The dots connect in fascinating ways and eventually I look back and see the path did indeed lead somewhere valuable. I firmly believe it is bad business to start reviewing the past and wishing something didn’t happen or start revising history in a way where I blow things out of proportion. The temptation to start ruminating over less pleasant aspects of the past flies in the face of wisdom because then I have 2 things that are unpleasant..The moment of morbid reflection and the perception of the past…how does that help?

Instead I prefer to consider the lessons of past events as valuable courses that I can draw from in the future and hopefully pass my experience on to someone suffering from something similar…but I am aware the best advice is asked for…never given. The benefit of my experience is infinitely more potent when the painful mistakes teach me not to do the same thing over and over.

I say this because for those that feel they are short changed in the job market, one should look at your knowledge bank as a valuable treasure chest of things that can make life easier for you and others!

But…it is all in the packaging, if you are sheepish about how you fit into to a company’s culture then they can smell the fear and indecision but if you are quietly confident about how it is an asset they will detect that too.

One of the things I do when I am on the job market is to take a good hard look at my “brand” and before I ask anyone to give me a reality check I carefully think about the impression I am forming on the person looking at my resume.

Am I listing every fast food job I ever had going back to before high school?

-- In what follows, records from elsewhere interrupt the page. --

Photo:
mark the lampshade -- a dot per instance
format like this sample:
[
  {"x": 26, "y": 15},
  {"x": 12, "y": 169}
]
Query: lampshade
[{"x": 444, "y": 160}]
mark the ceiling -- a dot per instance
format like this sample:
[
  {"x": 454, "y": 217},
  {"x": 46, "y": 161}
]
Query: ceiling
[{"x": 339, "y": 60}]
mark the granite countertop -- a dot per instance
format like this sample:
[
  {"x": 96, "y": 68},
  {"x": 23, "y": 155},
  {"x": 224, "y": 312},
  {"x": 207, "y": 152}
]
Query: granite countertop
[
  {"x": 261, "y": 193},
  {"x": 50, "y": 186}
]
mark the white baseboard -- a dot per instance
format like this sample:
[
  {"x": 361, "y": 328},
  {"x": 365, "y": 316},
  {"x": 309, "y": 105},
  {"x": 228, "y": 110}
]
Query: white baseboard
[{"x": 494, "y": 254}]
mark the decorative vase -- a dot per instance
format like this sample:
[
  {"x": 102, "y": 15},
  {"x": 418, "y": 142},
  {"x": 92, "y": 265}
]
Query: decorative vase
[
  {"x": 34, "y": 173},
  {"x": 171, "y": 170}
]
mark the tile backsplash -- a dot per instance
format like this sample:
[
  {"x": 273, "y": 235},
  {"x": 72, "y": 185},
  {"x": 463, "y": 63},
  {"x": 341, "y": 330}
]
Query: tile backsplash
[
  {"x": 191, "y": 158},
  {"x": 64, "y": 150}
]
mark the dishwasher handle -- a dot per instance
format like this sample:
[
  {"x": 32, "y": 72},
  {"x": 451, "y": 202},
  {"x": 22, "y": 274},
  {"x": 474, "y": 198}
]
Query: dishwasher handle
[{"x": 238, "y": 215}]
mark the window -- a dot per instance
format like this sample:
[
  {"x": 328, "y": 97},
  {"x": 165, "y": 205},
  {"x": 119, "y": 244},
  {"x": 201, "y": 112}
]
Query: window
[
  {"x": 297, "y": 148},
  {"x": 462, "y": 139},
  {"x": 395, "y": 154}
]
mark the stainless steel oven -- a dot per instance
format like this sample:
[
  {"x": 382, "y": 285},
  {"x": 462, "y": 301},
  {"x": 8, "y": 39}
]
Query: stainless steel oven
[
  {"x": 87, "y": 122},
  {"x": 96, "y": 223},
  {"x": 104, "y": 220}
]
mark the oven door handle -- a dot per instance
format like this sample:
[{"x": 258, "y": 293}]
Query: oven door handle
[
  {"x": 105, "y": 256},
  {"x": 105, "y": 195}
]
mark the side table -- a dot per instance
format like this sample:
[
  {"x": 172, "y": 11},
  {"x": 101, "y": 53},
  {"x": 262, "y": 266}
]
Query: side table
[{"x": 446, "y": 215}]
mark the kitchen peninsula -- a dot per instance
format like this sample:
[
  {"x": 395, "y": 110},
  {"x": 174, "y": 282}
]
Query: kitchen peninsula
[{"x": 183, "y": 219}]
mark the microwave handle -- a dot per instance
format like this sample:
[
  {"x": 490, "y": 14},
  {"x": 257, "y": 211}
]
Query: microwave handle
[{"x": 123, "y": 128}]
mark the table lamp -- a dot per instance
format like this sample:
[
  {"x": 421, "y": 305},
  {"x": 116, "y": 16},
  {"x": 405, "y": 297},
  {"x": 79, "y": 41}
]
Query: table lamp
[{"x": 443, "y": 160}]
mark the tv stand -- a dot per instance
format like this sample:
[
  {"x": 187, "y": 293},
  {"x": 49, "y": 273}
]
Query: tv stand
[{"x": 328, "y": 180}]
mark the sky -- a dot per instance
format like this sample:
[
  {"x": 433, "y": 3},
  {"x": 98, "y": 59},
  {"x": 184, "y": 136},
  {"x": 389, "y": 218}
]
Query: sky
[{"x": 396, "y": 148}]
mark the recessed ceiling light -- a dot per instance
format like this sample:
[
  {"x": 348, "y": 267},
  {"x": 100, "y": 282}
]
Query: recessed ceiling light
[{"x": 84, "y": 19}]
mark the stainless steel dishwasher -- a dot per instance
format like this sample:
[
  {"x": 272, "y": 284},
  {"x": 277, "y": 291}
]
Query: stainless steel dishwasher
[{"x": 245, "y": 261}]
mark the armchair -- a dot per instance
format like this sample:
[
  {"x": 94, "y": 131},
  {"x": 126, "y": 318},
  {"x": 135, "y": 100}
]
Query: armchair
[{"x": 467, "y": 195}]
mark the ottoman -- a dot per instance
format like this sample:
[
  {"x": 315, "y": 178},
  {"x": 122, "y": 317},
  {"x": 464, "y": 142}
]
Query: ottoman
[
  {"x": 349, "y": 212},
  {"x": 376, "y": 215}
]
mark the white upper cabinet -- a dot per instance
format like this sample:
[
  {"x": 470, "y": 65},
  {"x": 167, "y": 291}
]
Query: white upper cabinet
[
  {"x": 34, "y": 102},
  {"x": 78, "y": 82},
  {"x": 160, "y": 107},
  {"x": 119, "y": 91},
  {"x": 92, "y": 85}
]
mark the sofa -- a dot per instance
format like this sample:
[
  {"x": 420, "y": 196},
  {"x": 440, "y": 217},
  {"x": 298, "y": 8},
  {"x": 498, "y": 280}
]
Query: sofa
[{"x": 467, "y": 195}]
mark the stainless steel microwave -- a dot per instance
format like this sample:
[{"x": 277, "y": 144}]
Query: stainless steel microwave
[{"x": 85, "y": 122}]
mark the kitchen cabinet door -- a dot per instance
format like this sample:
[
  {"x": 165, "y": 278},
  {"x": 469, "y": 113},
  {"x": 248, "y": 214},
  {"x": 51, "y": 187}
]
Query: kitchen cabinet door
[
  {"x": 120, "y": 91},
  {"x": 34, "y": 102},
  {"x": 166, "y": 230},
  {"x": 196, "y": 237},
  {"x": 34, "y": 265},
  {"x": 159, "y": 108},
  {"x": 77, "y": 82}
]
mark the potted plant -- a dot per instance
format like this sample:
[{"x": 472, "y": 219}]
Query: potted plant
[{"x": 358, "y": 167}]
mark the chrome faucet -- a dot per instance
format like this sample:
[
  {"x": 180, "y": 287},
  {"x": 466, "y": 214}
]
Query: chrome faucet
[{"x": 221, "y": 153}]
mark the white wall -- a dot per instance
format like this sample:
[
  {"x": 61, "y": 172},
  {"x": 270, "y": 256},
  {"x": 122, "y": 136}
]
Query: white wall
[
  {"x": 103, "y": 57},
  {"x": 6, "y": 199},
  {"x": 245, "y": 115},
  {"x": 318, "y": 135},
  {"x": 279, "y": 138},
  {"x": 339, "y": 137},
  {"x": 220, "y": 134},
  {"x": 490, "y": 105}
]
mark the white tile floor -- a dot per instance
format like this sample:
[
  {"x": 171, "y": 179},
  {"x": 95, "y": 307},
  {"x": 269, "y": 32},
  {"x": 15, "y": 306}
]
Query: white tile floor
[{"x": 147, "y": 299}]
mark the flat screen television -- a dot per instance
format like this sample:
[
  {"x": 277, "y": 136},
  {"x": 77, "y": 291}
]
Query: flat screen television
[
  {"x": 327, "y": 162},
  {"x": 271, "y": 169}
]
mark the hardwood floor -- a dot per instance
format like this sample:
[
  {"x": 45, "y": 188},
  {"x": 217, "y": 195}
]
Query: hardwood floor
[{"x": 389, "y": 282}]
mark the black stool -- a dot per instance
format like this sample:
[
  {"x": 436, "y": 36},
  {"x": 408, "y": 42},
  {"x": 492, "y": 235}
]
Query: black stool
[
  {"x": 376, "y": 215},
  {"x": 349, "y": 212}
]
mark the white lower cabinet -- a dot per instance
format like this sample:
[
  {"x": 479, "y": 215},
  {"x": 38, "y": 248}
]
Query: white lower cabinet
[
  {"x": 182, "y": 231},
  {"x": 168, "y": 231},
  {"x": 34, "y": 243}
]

Isn’t that like shooting myself in the foot by seriously overdoing my time in the job market?

Wouldn’t I be better served by highlighting my relevant experience instead?

Am I being lazy by shoving a one size fits all resume complete with a defeatist, take it or leave it attitude?

Employers want to know one thing…”What’s in it for me?”
They don’t want to hear about how once you get in the door you will roam around like a predator looking for internal postings…or looking for all the reasons why your previous company did things more efficiently.

Employers want you to fill an opening; first and foremost…everything else is a distant second. People sometimes think it is a good idea to come across as flexible when the employer wants to see specialization and relevancy.
Save your flexibility skills for when you talk about your experience working with the various departments of your previous employers…how those people of various ages and backgrounds were your internal customers.

Most of all…age is not the barrier we make it out to be…it is one of many factors..remember…more love for oneself sets the tone for what others see..And if you want to list jobs on your resume from the 1980’s and before, be my guest…but I ask you…is it relevant to the position?